I took one bite into the soft bake-like exterior which gave way to a slightly salty, stewed saltfish filling and it was love at first bite. This crust differs from the Guyanese and Jamaican patty; it’s somewhere between bake and pastry and was a good vessel to house the well seasoned saltfish filling. I’ve been back to that bakery several times and always have the saltfish patty but knew that I had to give it a try at home. I found a recipe in my Culinaria The Caribbean cookbook and tweaked it a bit to come up with this one.
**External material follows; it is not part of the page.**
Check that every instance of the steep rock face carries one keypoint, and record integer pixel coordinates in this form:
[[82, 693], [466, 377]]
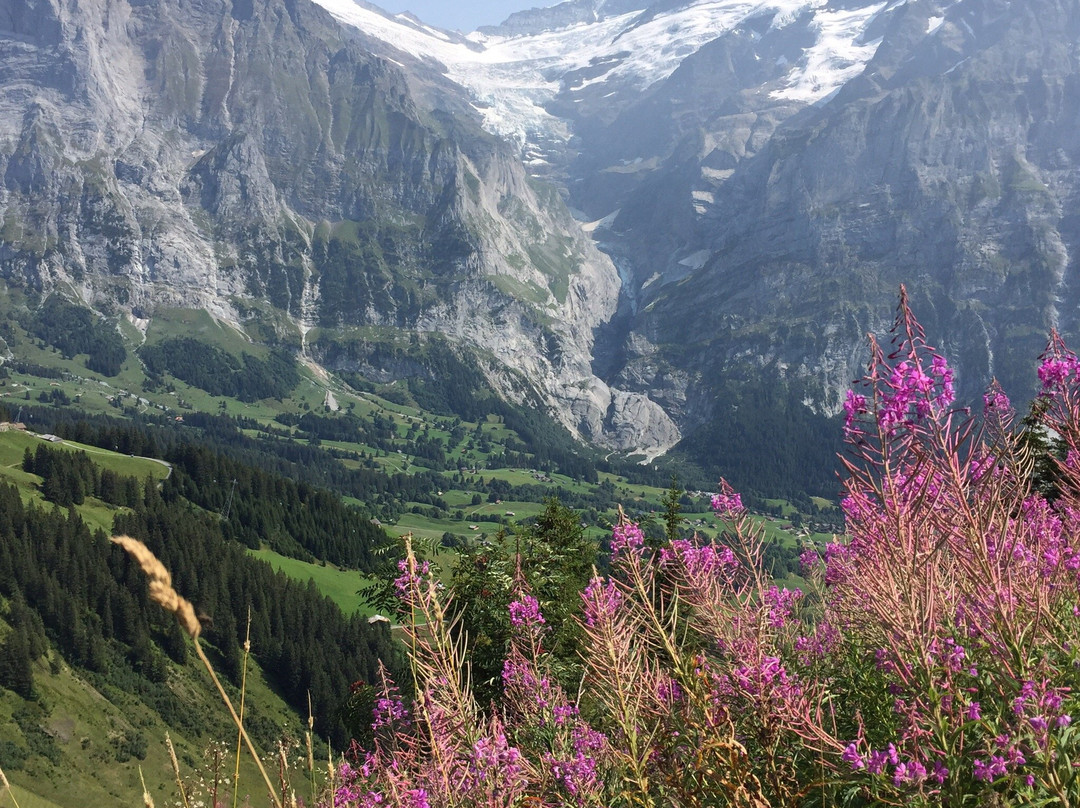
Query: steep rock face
[[250, 156], [950, 164]]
Enjoy!
- 8 oz salt cod, soaked overnight and flaked
- 1/2 cup sweet peppers, chopped
- 1/3 cup celery, chopped
- 1/2 cup onion, chopped
- 1 tbsp crushed garlic
- 2 tsp thyme
- 2 tsp oregano
- 1 tbsp tomato paste
- 1 tbsp oil
- 1/4 cup water
- 2 tbsp ketchup
- 1/2 tsp finely chopped hot pepper (optional)
- 3 cup flour
- 2 1/2 tsp baking powder
- 1/2 tsp salt
- 2 tsp sugar
- 3/4 cup margarine
- 1/2 cup + 2 tbsp water
- To make the dough mix flour, baking powder, salt and sugar in a large bowl. Add margarine and rub in using your hands until it resembles a crumble. Add water and mix to form a dough then set aside.
- To make the filling add oil to a pan and cook peppers, celery and onion and cook until softened, about 5 minutes.
- Add garlic, thyme, oregano and tomato paste and cook for an additional minute or two.
- Add flaked salt fish and cook for about 5 minutes. Add water, ketchup and hot pepper and cook on low for an additional 10 minutes until the water has evaporated.
- To make the patty divide the dough into 10 equal pieces. Roll into an oblong shape and fill with a spoonful of saltfish filling leaving an inch border around the edges. Fold dough over filling to form an oblong shape and press the ends close with a fork.
- Fry in hot oil until golden brown on both sides.
- Place on a plate lined with paper towel and allow to cool.
- Serve warm.
**Recipe adapted from Culinaria The Caribbean.